In this section, we will explore sentiment analysis using a pre-trained Transformer model. The Hugging Face library provides a convenient pipeline function that allows us to easily perform sentiment analysis on text.

First, we import the necessary dependencies and create a sentiment analysis pipeline using pipeline("sentiment-analysis").
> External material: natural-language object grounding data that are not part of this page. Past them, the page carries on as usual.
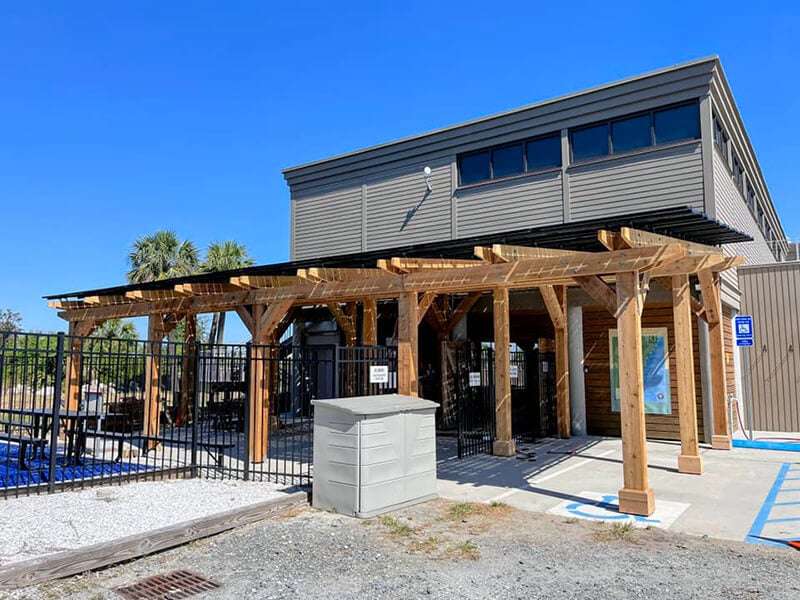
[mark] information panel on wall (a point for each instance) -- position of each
(655, 361)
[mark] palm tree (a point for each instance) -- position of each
(162, 255)
(224, 256)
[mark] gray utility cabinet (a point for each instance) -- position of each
(373, 454)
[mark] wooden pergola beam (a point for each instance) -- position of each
(636, 238)
(526, 273)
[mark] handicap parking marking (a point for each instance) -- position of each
(779, 517)
(595, 506)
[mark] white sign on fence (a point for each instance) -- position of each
(378, 374)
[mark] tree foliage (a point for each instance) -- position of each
(162, 255)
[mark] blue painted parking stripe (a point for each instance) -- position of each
(763, 514)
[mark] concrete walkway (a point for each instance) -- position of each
(743, 492)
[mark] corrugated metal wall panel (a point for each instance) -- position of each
(733, 211)
(528, 202)
(671, 177)
(401, 211)
(771, 295)
(327, 223)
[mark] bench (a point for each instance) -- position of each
(24, 441)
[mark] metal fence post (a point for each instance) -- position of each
(57, 388)
(195, 406)
(247, 400)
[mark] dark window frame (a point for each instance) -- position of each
(653, 141)
(491, 149)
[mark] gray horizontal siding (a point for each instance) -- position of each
(401, 211)
(732, 210)
(503, 206)
(642, 93)
(326, 223)
(668, 177)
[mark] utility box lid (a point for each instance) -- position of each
(376, 405)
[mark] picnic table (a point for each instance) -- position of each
(75, 424)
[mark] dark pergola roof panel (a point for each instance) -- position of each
(682, 222)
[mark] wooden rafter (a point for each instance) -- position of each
(200, 289)
(249, 282)
(411, 265)
(155, 294)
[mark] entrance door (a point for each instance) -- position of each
(474, 389)
(547, 408)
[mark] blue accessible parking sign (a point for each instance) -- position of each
(743, 330)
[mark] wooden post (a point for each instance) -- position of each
(152, 385)
(259, 380)
(555, 299)
(504, 442)
(689, 460)
(407, 344)
(370, 325)
(709, 285)
(635, 497)
(188, 375)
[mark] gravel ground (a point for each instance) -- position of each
(446, 550)
(39, 525)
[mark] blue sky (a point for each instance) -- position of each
(119, 119)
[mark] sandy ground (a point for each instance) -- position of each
(457, 550)
(38, 525)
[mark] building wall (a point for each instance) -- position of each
(771, 294)
(376, 198)
(599, 418)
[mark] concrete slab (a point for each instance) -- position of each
(726, 501)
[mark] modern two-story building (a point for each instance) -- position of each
(666, 152)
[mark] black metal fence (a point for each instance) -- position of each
(85, 411)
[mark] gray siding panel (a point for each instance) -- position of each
(503, 206)
(733, 211)
(771, 294)
(652, 180)
(327, 223)
(401, 211)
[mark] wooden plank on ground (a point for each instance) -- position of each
(71, 562)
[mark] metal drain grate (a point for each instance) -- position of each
(167, 586)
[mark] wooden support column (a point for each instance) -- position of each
(369, 334)
(555, 299)
(259, 392)
(635, 497)
(408, 344)
(689, 460)
(77, 331)
(152, 384)
(188, 374)
(504, 442)
(709, 285)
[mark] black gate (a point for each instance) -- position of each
(547, 410)
(475, 399)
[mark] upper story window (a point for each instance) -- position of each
(738, 173)
(721, 138)
(751, 198)
(663, 126)
(511, 159)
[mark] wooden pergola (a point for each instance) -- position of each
(618, 279)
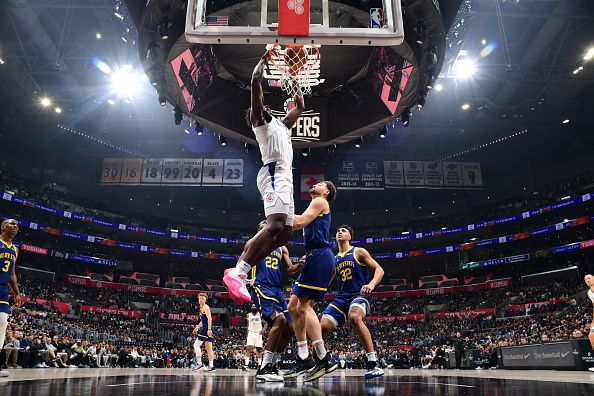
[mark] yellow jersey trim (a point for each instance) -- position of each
(259, 292)
(311, 287)
(339, 310)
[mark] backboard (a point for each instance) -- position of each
(343, 22)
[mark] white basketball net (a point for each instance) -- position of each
(292, 79)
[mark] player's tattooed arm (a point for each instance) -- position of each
(15, 287)
(365, 258)
(316, 207)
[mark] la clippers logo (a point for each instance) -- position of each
(307, 127)
(296, 5)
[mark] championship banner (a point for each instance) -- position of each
(309, 177)
(394, 174)
(492, 284)
(172, 172)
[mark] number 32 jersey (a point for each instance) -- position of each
(351, 275)
(268, 271)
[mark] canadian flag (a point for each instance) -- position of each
(309, 177)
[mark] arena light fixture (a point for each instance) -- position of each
(199, 129)
(164, 29)
(125, 82)
(405, 117)
(162, 100)
(177, 115)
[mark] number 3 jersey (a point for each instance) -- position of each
(268, 271)
(351, 275)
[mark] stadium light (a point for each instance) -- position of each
(464, 68)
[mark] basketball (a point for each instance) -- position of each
(295, 58)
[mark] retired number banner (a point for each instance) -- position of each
(172, 172)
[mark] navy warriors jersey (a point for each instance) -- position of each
(268, 271)
(351, 275)
(8, 256)
(317, 234)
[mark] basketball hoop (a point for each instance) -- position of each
(294, 62)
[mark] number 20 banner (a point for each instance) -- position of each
(172, 171)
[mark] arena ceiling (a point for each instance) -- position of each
(50, 48)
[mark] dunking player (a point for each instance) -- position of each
(267, 295)
(275, 183)
(256, 327)
(8, 257)
(204, 334)
(354, 290)
(312, 283)
(590, 282)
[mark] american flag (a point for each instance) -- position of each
(217, 21)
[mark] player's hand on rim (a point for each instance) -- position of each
(367, 289)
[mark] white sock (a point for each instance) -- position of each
(320, 348)
(302, 350)
(242, 267)
(267, 358)
(3, 326)
(371, 357)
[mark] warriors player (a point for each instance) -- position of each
(204, 334)
(275, 183)
(8, 257)
(590, 282)
(256, 327)
(354, 290)
(267, 295)
(312, 283)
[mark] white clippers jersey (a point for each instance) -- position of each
(274, 140)
(254, 323)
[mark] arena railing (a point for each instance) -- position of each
(502, 239)
(415, 235)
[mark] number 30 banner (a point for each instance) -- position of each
(172, 171)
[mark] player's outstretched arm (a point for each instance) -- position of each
(293, 115)
(316, 207)
(15, 286)
(291, 268)
(378, 272)
(257, 101)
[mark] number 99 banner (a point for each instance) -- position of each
(172, 171)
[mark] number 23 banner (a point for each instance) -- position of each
(172, 171)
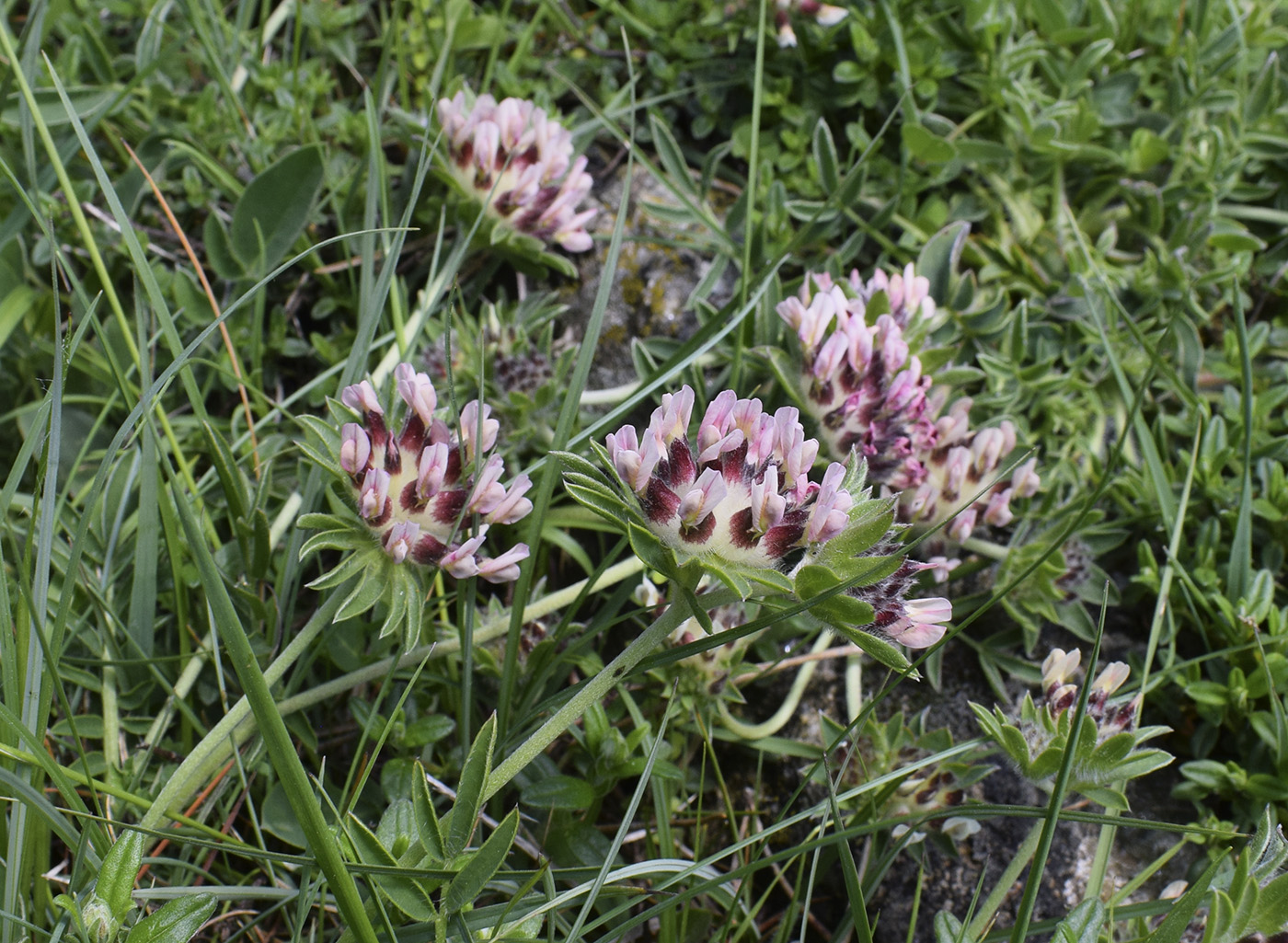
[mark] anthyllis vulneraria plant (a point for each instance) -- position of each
(425, 495)
(1110, 741)
(518, 163)
(738, 501)
(707, 675)
(860, 380)
(824, 15)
This pipeline utilizes a pre-trained Transformer model specifically designed for sentiment analysis tasks.

In [2]:
classifier = pipeline("sentiment-analysis")
type(classifier)

No model was supplied, defaulted to distilbert-base-uncased-finetuned-sst-2-english and revision af0f99b (https://huggingface.co/distilbert-base-uncased-finetuned-sst-2-english).
Using a pipeline without specifying a model name and revision in production is not recommended.


config.json:   0%|          | 0.00/629 [00:00<?, ?B/s]

model.safetensors:   0%|          | 0.00/268M [00:00<?, ?B/s]

tokenizer_config.json:   0%|          | 0.00/48.0 [00:00<?, ?B/s]

vocab.txt:   0%|          | 0.00/232k [00:00<?, ?B/s]

transformers.pipelines.text_classification.TextClassificationPipeline

**We can then pass a single sentence or a list of sentences to the classifier and get the predicted sentiment labels and associated confidence scores.**

In [3]:
# Output is a dictionary containing label and score as keys
classifier("This is a great movie")

[{'label': 'POSITIVE', 'score': 0.9998798370361328}]

In [4]:
classifier(["This is a irrelevant movie","People of this state are helpful"])

[{'label': 'NEGATIVE', 'score': 0.9997994303703308},
 {'label': 'POSITIVE', 'score': 0.9995457530021667}]

In [5]:
torch.cuda.is_available(), torch.cuda.current_device()

(True, 0)

In [6]:
classifier = pipeline("sentiment-analysis", device = 0)

No model was supplied, defaulted to distilbert-base-uncased-finetuned-sst-2-english and revision af0f99b (https://huggingface.co/distilbert-base-uncased-finetuned-sst-2-english).
Using a pipeline without specifying a model name and revision in production is not recommended.